Nine years after Marquette and Joliet’s expedition, Chevalier de La Salle came from France, accompanied by Henry de Tonti, an Italian, filled with great schemes of empire in the new western world; it is charged, by some historians of that day, with no less ambition than securing the whole western portion of the continent and wresting Mexico from the Spaniards. When Canada was reached, La Salle was joined by Louis Hennepin, an ambitious, unscrupulous and daring Franciscan monk. It was evidently La Salle’s idea to found a military government in the new world, reaching with a line of forts and military possession from Quebec, Canada, to at least the Gulf, if not, as some have supposed, extending through Mexico. He explored the country lying between the Northern lakes and the Ohio River. He raised a force in Canada and sailed through Green Bay, and, sending back his boat laden with furs, proceeded with his party to the head waters of the Illinois River and built Fort Creve Coeur. He detached Hennepin with one companion and sent him to hunt the source of the Mississippi. He placed Tonti in command of Creve Coeur, with five men, and himself returned to Canada in the latter part of 1681, where he organized a new party with canoes, and went to Chicago; crossing the long portage from there to the Illinois River, he floated down that stream to the Mississippi and on to the Gulf of Mexico, discovering the mouth of the Mississippi River April 5, 1682, and three days after, with becoming pomp and ceremony, took possession, in the name of France, of the territory, and named it Louisiana, in honor of his king, Louis XIV. The vast region thus acquired by France was not, as it could not be, well defined, but it was intended to embrace, in addition to much east of the Mississippi River, all the continent west of that current.

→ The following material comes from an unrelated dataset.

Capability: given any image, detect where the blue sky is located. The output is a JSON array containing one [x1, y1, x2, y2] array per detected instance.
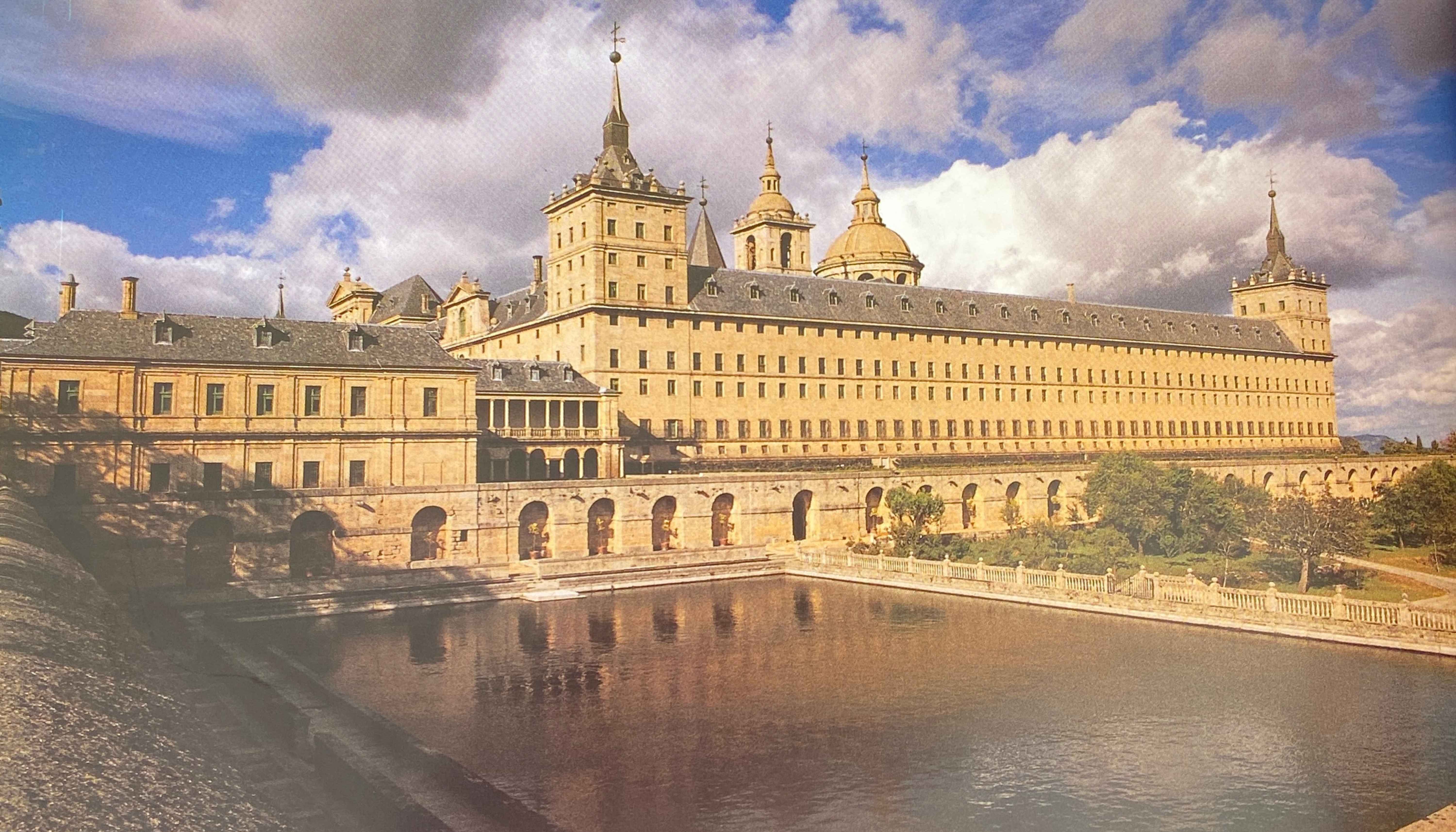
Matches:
[[0, 0, 1456, 434]]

After this expedition La Salle returned to France, fitted out another expedition and set sail, ostensibly to reach the mouth of the Mississippi River and pass up that stream. He failed to find the river, and landed his fleet at Metagordo Bay, Texas, where he remained two years, when with a part of his force he started to reach Canada via Fort St. Louis, but was assassinated by one of his men near the Trinity River, Texas, March 19, 1687, and his body, together with that of his nephew, was left on the Texas prairie to the beasts and buzzards. La Salle was a born commander of men, a great explorer, with vast projects of empire far beyond the comprehension of his wretched king, or the appreciation of his countrymen. Had he been supported by a wise and strong government, France would never, perhaps, have been dispossessed of the greatest inter-continental colonial empire on earth – from the Alleghenies to the Rocky Mountains. This was, in fact, the measure of the territory that La Salle’ s expedition and military possession gave to France. The two great ranges of mountains, the north pole and South America, were really the boundary lines of Louisiana, of which permanent ownership belonged forever to France, save for the weakness and inefficiency of that bete noire of poor, beautiful, sunny France – Louis XIV. In the irony of fate the historian of today may well write down the appellation of his toadies and parasites, as the grand monarque. La Salle may justly be reckoned one of the greatest founders of empire in the world, and had poor France had a real king instead of this weak and pompous imbecile, her tricolors would have floated upon every breeze from the Alleghenies to the Pacific Ocean, and over the islands of more than half of the waters of the globe.
The immensity of the Louisiana Territory has been but little understood by historians. It was the largest and richest province ever acquired, and the world’s history since its establishment has been intimately connected with and shaped by its influence. Thus the account of the Territory of Louisiana is one of the most interesting chapters in American history.
Thirteen years after the death of La Salle, 1700, his trusty lieutenant, Tonti, descended the Mississippi River from the Illinois, with a band of twenty French Illinois people, and upon reaching Arkansas Post, established a station. This was but carrying out La Salle’ s idea of a military possession by a line of Canadian forts and American colonial forts. It may be called the first actual and intended permanent possession of Arkansas. In the meantime, Natchez had become the oldest settled point in the Territory, south of Illinois, and the conduct of the commandant of the canton, Chopart, was laying the foundations for the ultimate bloody massacre of that place, in November, 1729. The Jesuit, Du Poisson, was the missionary among the Arkansans. He had made his way up the Mississippi and passed along the Arkansas River till he reached the prairies of the Dakotahs.